Je ne résiste pas à l’envie de vous faire part de l’une de mes fantasmagories préférées. Mon Dieu – j’hésite- elle est vraiment trop stupide. Comme toutes les représentations imaginaires, qui visent l’essentiel, elle est facile à décrypter. La littérature cherche à la monter en épingle ou la nier, à l’affranchir du joug de la banalité, à lui attribuer une signification qu’elle n’a pas, qu’elle n’a peut-être jamais eue. Or tout ce qui est important se produit simplement et ne peut être obtenu par un processus élaboré (je le sais). Il se peut que, dans mon imaginaire, je ne sois pas si éloignée de cette aspiration extrémiste de Mishima ; ce qui me sépare de lui, en tout état de cause, c’est ma très bonne intégration mentale au monde réel, tel qu’il se présente à moi tous les jours.
Terminons-en de ses précautions oratoires. Passons enfin au numéro de voltige annoncé. Il s’agit à l’évidence d’une compétition, et même d’une compétition sans merci. Les épreuves de Klagenfurt sont couronnées par un conte qui frise la mégalomanie. Quant à mon épreuve à moi, elle n’a lieu que tous les dix ans, je m’y soumets, certes, mais je ne la remporte pas.
Mon concours couvre une décennie. Pendant dix ans, on recherche des poètes et des écrivains de langue allemande dignes de recevoir le prix. On les trouve. Inutile d’ajouter que le jury ne se compose que de critiques intègres, intelligents et attentifs.

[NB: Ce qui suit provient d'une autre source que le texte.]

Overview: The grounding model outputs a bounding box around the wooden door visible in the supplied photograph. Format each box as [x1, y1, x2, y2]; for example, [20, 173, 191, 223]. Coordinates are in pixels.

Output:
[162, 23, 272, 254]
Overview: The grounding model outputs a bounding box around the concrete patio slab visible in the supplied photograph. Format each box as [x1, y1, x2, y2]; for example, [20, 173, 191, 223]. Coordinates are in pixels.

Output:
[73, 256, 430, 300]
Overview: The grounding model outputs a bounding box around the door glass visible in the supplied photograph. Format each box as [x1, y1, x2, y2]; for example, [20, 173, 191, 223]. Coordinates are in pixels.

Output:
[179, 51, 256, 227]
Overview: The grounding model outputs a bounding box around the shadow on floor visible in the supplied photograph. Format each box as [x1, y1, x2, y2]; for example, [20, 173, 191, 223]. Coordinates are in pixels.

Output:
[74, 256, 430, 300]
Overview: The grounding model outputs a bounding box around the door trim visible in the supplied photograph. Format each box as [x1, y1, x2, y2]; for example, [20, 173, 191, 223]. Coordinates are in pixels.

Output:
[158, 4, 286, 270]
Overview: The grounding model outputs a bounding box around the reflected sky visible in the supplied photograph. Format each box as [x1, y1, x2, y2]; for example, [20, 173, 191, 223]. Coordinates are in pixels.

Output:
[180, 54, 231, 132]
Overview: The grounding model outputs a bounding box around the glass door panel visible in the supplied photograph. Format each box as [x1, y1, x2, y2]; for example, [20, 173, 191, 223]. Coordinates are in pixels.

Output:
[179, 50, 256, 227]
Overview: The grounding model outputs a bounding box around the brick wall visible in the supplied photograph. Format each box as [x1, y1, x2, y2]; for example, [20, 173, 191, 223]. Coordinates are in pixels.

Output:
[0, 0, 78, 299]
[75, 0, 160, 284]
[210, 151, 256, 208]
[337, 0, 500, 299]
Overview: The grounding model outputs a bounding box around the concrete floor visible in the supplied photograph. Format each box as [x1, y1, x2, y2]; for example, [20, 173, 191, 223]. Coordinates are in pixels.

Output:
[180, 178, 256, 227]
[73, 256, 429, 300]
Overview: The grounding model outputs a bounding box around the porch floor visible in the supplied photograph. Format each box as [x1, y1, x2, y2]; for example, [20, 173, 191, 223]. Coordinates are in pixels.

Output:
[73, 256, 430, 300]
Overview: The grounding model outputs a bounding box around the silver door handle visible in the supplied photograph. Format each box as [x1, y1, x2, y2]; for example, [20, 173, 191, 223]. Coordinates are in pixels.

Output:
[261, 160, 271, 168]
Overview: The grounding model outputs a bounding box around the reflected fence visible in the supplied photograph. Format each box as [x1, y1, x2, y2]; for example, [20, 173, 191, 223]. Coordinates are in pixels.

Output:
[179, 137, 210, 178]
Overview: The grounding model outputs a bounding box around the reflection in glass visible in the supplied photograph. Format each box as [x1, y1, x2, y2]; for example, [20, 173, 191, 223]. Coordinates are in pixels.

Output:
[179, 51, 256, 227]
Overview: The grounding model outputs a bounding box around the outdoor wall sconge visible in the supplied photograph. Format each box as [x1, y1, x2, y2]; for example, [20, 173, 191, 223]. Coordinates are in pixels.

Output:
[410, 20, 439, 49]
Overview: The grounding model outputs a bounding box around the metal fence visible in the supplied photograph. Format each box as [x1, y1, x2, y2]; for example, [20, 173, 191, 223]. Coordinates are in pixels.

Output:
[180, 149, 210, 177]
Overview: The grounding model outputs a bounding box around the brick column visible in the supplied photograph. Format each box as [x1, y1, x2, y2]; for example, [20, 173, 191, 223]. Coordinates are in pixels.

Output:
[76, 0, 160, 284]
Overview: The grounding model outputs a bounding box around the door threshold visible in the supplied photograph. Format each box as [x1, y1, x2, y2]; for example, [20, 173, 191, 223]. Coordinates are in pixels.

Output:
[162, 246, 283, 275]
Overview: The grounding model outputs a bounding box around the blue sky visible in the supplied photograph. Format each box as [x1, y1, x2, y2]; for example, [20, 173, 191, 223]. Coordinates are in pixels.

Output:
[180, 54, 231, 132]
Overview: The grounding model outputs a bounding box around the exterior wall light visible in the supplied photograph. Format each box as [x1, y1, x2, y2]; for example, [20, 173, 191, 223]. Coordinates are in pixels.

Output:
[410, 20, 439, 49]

Et l’on suit scrupuleusement le modèle de Klagenfurt en demandant aux écrivains nominés de présenter durant une demi-heure un extrait de leur œuvre. S’en suivent des discussions, puis l’élection du vainqueur. Les neufs perdants sont ensuite étranglés.
Il faut bien s’imaginer la façon dont chaque candidat sollicite l’ensemble de ses forces pour donner le meilleur de lui-même. Et imaginer aussi la responsabilité qui pèse sur les épaules des jurés. Il faut encore se figurer l’attitude des jurés qui passent en revue les neufs cadavres étendus soigneusement alignés par terre. Il faut entendre le bruit des journaux qu’on feuillette, les discours poignants à la radio, et voir les chopes de bières levées pour trinquer entre habitués d’une même table, et s’amuser des vagues d’apitoiement qui déferlent sur toute l’Autriche, la Suisse et l’Allemagne. Neuf personnalités de l’Écrit, éventuellement dans la fleur de l’âge, ont été assassinés uniquement parce qu’ils ont défendu leur œuvre devant le tribunal aux oreilles incorruptibles un tantinet moins bien que le vainqueur. Inimaginable aussi le poids qui pèse sur les épaules du vainqueur. Va-t-il s’effondrer ? Son œuvre résistera-t-elle aux atrocités qu’elle a engendrées ?
Voilà que la réhabilitation et la résurrection de la poésie et de la littérature s’opèrent en marchant sur un petit monticule de victimes, sur les neuf nobles perdants !
Revenons-en aux faits. Mesdames et messieurs les candidats ! Je vous conseille, puisque ce n’est pas à votre peau que l’on en veut, mais à votre âme, d’accepter le verdict les mains jointes ou reposant l’une sur l’autre. Inclinez légèrement la tête. Cette attitude marque votre sereine soumission. Non, cela ne signifie pas que vous êtes en train de prier. Ces doigts entrelacés ne sont là que pour montrer que vous êtes concentrés. Mais c’est précisément dans cette position qu’il est possible qu’un petit cheveu se dresse sur votre tête en quête de connexions avec le ciel. Et je souhaite que tout ce qui va s’abattre sur vous aujourd’hui, se transforme un jour, lorsque vous aurez été révélé par le grand juge et qu’enfin vous aurez fait connaissance avec vous-même, en une explosion de joie.